While there is no doubt that the Celts were consummate metalworkers, it is due to the durability of metal that this aspect of Celtic art appears so prominent to us today. Gold and bronze were used primarily for objects of prestige. Silver was also used, though much less frequently than gold or bronze; in some contexts it was used together with gold to produce electrum. When it first reached the Celtic world (c. 700 bc), iron was also used for prestigious objects, although it subsequently became associated primarily with utilitarian pieces.

The two metalworking techniques most commonly used by the Celts were casting by the cire perdue method, and beating into sheets. It was by the cire perdue method that the decorated finials of gold torcs, or the ornamentation on bronze harness, for example, were produced. Where a panel or sheet of metal was to be decorated, it could be hammered on its inner side to produce a positive relief on the outer side. This repoussé (“pushed back”) effect could be achieved by beating the metal on a previously engraved surface; by using this prepared surface as a template, repeating patterns could be made. A variety of scratching, scribing, and chiselling effects were used to decorate plain surfaces, and in some cases compasses were used to produce accurate patterns.

Metalwork, and particularly bronze, was often inset with enamel: in the fully developed champlevé (“raised field”) technique, the recessed areas on the metal’s surface were filled with powdered glass and the object heated to bring the glass to melting point and, hence, conversion into enamel. Pink coral and amber were also inlaid into metal, and produced a particoloured effect.

IV

The Accoutrements of Warfare

As fighting and warfare were important in Celtic life, and as Celtic society valued martial prowess, so artistic skill was lavished on weapons and armour, and on harness and chariots. While such objects were the vital equipment with which the Celts went into battle, they were also gifts fit for the gods and the accoutrements of rank with which brave warriors passed into the afterlife.

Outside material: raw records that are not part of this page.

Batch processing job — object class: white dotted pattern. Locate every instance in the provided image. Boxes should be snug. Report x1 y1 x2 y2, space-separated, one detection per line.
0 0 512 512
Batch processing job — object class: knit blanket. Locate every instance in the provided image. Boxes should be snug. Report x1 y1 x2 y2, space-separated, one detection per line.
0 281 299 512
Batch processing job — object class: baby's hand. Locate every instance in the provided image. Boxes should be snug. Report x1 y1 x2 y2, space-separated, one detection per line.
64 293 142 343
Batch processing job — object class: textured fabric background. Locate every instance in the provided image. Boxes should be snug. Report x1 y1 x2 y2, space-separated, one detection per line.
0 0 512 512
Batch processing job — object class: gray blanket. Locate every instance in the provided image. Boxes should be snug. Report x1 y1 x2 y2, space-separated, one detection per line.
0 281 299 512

The short daggers with elaborate openwork hilts found in Hallstatt chiefs’ graves were very likely worn as symbols of rank. The principal equipment of the Celtic warrior consisted of sword, spears, and shield. Of these, the sword hilt and scabbard, often made of bronze, tended to attract the highest artistic skills. Spear-points too were sometimes decorated. While functional shields were generally made of wood and leather, some highly ornate oval bronze shield covers, with applied repoussé panels bearing curvilinear decoration and enamel inlay, are known. Three such examples have been found in the River Thames, and were clearly ceremonial in function. The finest is Battersea Shield, which was recovered from the Thames at Battersea, in south-west London.

A ceremonial rather than practical function is also presumed for some handsome but impractical swords. Most surviving weapons have been found in graves, destined to accompany their owner to the next life, but a number of the most splendid items were consigned to the waters in a manner that seems to find an echo in the return of Excalibur, the sword of King Arthur, to the lake. Helmets figure in some pictorial representations and in Classical accounts; and some splendid examples are known: that found in the Thames near Waterloo Bridge, in central London, in the mid-19th century bears swirling asymmetrical decoration and a pair of conical horns.

Harness, made of bronze or iron, was similarly decorated; such pieces as bits, terrets, linchpins, and decorative mounts were endowed with the classic Celtic repertoire of abstract and zoomorphic patterns, produced either as low relief or in enamel inlay. Warriors were occasionally buried with their chariots, and full array of armour: one of the best known of such burials is that discovered at Wetwang Slack, Humberside, in 1984.